Están los que creen que la función fundamental o excluyente del periodista no es otra que la de opinar. Pero no, la función ineludible es otra: informar. Al fin, si no se cuenta con información resulta imposible opinar. Al menos, con seriedad.
Los opinadores de oficio se sienten con derecho a hablar de lo que se les ocurra, como si supieran, así no sepan nada. Imaginan que la suya es santa palabra aunque la santidad haya quedado en el polvo del camino. Tampoco faltan los opinadores que, en su fatuidad, se convierten en jueces. Entonces, pese a que no es su función, juzgan. A veces, muchas veces, lo hacen sumariamente. Lo peor es que condenan por mera sospecha, simple aproximación o porque no les gusta la cara. También para demostrar su poder. Son los que disparan al bulto, con ánimo destructor. Y los que no piden disculpas cuando se equivocan porque primero está el propio prestigio que el lamentable error.

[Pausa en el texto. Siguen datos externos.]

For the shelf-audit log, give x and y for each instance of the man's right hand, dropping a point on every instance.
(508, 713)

Los opinadores de oficio, esa extraña fauna de buscadores de prestigio, suelen acomodar sus dichos a los resultados. Si les tocara comentar algo tan simple y superficial como un partido de fútbol, seguramente modificarían su opinión si en el último minuto el resultado hasta entonces igualado se inclinase, con un gol, por uno de los adversarios. En ese caso encontrarían, o inventarían, argumentos para justificar el cambio de opinión. Ocurre que lo importante, para ellos, es encontrar o dibujar una opinión acorde con el resultado. Pensando en que la historia la escriben los que ganan. Pretenden, está claro, quedar bien ante otra opinión, la del público, al que desean gobernar.

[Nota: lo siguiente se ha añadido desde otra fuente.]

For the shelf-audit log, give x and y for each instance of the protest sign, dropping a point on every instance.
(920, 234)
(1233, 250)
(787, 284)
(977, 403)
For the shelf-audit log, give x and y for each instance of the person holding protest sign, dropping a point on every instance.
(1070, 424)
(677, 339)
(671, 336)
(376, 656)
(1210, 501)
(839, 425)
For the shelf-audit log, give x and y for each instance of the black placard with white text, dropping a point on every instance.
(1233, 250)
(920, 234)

Opinar, cualquiera opina. Y eso es lo más peligroso. Que cualquiera lo haga. Y, encima, como si supiera.
Los opinadores de oficio se multiplican por estos días porque a falta de un buen pago hay quienes lo canjean por la firma. Y entonces, muchos de ellos, se animan a firmar hasta los epígrafes. Es que en su desesperación por ser conocidos y en lo posible importantes se atreven a cualquier cosa. Aún a las que a ningún prudente se le ocurriría.
Son, ya se ve, tan peligrosos como los que se venden, como Judas, por treinta denarios, por el pancho y la coca o valores más importantes siempre materiales. Y se trata de alpinistas vocacionales que buscan el poder que da el dinero o un falso prestigio que da la fama.

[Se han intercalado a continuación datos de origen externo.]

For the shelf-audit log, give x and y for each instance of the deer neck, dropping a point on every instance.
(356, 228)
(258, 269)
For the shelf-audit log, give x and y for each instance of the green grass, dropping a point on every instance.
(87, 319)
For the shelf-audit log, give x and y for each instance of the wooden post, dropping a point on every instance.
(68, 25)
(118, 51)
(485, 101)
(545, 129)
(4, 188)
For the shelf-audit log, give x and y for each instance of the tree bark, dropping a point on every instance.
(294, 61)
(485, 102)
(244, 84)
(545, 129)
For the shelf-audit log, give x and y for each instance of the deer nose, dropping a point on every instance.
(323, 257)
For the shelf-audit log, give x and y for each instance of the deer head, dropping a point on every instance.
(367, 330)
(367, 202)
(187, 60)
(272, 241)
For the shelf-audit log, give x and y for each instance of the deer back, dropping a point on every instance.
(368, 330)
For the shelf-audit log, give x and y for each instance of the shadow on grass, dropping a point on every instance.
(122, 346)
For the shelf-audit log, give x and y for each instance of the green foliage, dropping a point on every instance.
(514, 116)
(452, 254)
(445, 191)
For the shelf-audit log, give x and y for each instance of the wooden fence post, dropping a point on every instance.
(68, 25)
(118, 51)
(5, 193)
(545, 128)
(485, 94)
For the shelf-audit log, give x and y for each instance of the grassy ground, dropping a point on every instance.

Opinan como si supieran. Y en realidad no saben nada. A veces tienen fama. Pero no tienen prestigio. Ellos no distinguen entre una cosa y otra. Y si distinguen no se nota.
Para muestra bastan numerosos opinadores. El nombre y apellido los pone usted. Que también tiene derecho, como ellos, a publicar sus ideas por la prensa. O en la oficina, su casa, el bar de la esquina. O simplemente donde se pueda.
Lo bueno de las opiniones es que admiten otras opuestas pero también otras opuestas. Lo malo de los juicios es que son definitivos. Los opinadores de oficio suelen convertir sus opiniones en juicios. No saben, si ejercen el periodismo, que su misión consiste en informar.
La opinión viene después. Y con fundamentos. La mera sospecha es irrelevante. Aunque esté de moda condenar sumariamente y por sospecha.
Si no observe a los opinadores de turno que haya elegido como muestra. Se dará cuenta que se trasformaron en jueces. Y no son. Pero como si lo fueran. Encima, no hay derecho a réplica para defenderse. Tampoco tribunales de honor.